De onde você acredita que viriam os R$ 20 mil? A quem interessaria a eleição dessa chapa?

O Lequinho não falou de onde viria o dinheiro. Ele falou que iria para um sítio e disse “ele vai te entregar o dinheiro lá”, se eu tivesse ido, talvez saberia.

Eu tenho a minha convicção que está tudo relacionado ao Plano Diretor. As ligações que eu consigo fazer disso, são com o Plano Diretor. São dois mandatos tentando colocar o Plano Diretor.

Mais de um vereador tem um senso de proteger eles [empresários do município], não sei o porquê, se tem vínculo familiar…  Mas, ele [um empresário, cujo o nome não foi revelado por Iago] estava gritando na porta de um dos vereadores naquela época lá da eleição da Mesa Diretora, por causa da votação do Plano Diretor.
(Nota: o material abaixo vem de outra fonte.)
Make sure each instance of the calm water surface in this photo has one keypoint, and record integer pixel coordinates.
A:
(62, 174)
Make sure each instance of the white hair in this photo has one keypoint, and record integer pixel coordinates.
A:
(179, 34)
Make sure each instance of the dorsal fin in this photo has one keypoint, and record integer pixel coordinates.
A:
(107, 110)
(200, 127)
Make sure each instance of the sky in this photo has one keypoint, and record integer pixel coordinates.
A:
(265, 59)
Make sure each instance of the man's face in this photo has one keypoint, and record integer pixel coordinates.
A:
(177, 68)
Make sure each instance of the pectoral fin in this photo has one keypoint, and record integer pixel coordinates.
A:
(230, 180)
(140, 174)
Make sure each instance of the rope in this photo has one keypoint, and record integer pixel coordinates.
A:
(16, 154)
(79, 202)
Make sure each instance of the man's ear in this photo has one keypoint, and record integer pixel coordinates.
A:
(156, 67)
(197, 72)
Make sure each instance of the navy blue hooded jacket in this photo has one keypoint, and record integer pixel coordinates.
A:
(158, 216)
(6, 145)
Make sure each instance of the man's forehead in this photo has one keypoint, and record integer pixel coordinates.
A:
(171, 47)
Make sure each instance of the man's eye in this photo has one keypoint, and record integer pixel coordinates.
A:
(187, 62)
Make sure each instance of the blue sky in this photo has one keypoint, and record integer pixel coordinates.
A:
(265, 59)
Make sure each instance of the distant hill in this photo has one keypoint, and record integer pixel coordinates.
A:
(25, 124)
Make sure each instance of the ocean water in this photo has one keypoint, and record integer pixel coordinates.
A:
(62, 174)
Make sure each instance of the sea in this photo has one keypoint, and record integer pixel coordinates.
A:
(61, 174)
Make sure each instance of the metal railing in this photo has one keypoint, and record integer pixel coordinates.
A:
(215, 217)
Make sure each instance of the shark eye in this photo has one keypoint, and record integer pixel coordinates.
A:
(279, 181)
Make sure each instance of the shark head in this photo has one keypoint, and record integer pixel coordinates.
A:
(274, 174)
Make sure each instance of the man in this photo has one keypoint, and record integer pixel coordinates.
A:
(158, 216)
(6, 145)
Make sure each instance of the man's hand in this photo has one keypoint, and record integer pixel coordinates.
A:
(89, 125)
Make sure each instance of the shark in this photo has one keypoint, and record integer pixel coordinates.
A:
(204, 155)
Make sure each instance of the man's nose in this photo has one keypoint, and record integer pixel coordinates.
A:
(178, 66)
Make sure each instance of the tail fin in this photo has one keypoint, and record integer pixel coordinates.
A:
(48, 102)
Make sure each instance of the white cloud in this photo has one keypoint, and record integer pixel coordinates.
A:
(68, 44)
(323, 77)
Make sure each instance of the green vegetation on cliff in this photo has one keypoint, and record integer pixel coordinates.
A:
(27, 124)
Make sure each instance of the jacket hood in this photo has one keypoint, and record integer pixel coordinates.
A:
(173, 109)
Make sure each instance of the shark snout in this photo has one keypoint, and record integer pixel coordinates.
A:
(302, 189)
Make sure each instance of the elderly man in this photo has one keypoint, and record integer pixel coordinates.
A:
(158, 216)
Eu falei na Câmara e ninguém ligou. Eu disse: “Gente! Melhor a gente fazer o Plano Diretor técnico, saber escolher o que precisa, não favorecer ninguém”.

Quais foram as consequências para você de trazer a público esse suposto esquema?
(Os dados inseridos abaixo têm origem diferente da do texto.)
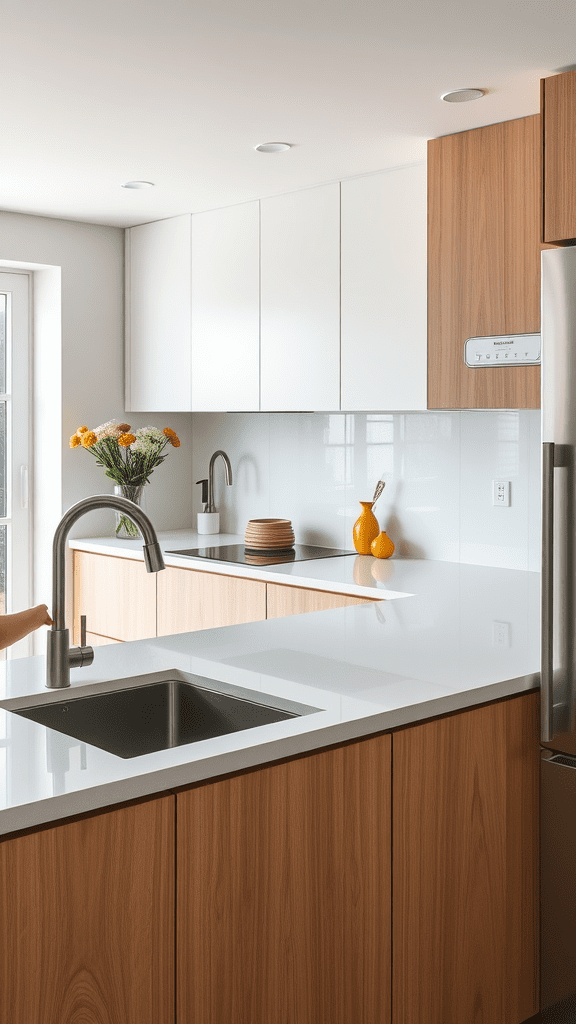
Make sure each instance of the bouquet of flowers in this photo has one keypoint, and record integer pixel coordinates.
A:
(127, 459)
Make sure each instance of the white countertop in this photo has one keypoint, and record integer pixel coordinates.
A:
(359, 574)
(367, 668)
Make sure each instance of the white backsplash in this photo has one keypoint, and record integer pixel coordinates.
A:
(314, 468)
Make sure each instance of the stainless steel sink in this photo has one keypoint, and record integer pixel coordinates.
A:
(138, 719)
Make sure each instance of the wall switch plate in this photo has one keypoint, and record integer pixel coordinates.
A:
(500, 634)
(501, 493)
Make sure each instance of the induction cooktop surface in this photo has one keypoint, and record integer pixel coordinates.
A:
(245, 556)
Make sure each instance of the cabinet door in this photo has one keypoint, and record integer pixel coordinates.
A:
(559, 124)
(300, 300)
(283, 600)
(190, 600)
(284, 892)
(383, 291)
(158, 297)
(465, 866)
(87, 924)
(117, 595)
(225, 266)
(484, 261)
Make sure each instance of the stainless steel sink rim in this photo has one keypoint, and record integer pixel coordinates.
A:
(177, 709)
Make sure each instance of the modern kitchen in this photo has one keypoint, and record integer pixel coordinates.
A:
(287, 455)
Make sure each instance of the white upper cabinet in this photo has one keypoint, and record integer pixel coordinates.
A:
(158, 307)
(383, 291)
(225, 309)
(299, 300)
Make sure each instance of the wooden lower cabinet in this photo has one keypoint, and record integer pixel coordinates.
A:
(117, 595)
(122, 601)
(465, 871)
(86, 929)
(387, 881)
(284, 600)
(284, 892)
(191, 599)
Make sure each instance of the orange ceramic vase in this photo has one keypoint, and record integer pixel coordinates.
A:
(366, 528)
(381, 547)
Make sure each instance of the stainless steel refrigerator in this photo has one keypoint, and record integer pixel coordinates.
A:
(558, 763)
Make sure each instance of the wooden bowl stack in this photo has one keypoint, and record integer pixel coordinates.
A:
(269, 535)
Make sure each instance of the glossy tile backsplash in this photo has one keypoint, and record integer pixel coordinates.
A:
(314, 468)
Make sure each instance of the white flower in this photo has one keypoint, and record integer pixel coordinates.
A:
(148, 440)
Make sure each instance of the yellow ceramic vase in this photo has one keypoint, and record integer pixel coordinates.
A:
(381, 546)
(366, 528)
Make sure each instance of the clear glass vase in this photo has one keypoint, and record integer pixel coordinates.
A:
(134, 493)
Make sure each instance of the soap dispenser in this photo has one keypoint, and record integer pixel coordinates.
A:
(207, 522)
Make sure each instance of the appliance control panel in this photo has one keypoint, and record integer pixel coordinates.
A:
(518, 349)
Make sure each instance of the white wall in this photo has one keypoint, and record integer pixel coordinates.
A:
(439, 467)
(79, 363)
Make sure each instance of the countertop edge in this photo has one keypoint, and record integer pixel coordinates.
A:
(57, 808)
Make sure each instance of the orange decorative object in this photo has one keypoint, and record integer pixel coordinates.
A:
(366, 528)
(381, 546)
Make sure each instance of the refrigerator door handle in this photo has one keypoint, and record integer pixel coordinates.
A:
(546, 655)
(553, 457)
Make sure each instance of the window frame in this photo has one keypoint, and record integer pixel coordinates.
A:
(17, 397)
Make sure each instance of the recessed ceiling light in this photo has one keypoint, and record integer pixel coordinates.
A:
(273, 146)
(462, 95)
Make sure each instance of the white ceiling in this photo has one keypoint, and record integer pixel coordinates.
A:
(96, 92)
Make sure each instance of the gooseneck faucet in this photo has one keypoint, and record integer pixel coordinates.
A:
(60, 657)
(228, 472)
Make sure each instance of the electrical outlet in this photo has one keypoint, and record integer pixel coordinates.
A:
(500, 634)
(501, 493)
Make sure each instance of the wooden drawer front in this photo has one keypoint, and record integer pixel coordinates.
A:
(190, 600)
(94, 640)
(283, 600)
(284, 892)
(465, 866)
(117, 595)
(87, 923)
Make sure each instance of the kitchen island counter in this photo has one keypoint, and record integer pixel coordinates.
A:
(468, 635)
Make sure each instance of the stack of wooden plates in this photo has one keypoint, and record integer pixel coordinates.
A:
(269, 535)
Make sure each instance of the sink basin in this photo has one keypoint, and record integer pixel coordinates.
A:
(138, 719)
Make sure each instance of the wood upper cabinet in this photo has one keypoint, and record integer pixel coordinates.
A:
(383, 290)
(465, 866)
(300, 300)
(559, 134)
(157, 313)
(117, 595)
(87, 924)
(484, 260)
(191, 599)
(284, 892)
(225, 342)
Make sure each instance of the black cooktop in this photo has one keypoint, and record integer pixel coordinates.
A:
(246, 556)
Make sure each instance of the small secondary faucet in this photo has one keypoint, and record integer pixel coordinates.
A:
(60, 657)
(228, 473)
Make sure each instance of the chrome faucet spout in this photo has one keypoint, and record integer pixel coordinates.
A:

Desde novembro que teve esse trem de ameaça, foi tipo assim, a cartada final para eu não querer sair mais. (SIC). Depois que eu denunciei o caso na Câmara, eu recebi um print de um amigo meu, que estudou na granja, e ele falou comigo que já tinha informações que tinha gente rondando minha casa, teve isso!

Antes do áudio vazar já estava tendo algumas conversinhas assim, por isso, eu fiquei meio assustado. Teve notícia até de que eu tinha morrido, tomado três tiros, depois do áudio. Minha mãe ficou doida com isso.

Qual o motivo da sua licença médica?

Eu pedi na Câmara… Conversei com o pessoal da Câmara para eles verem algum mecanismo mais fácil para mim… Eu estava com medo de sair de casa, sem vontade de sair. Eles mandaram um psicólogo aqui em casa, que fez uma análise. Sou muito grato por ele ter vindo. Eles me ajudaram.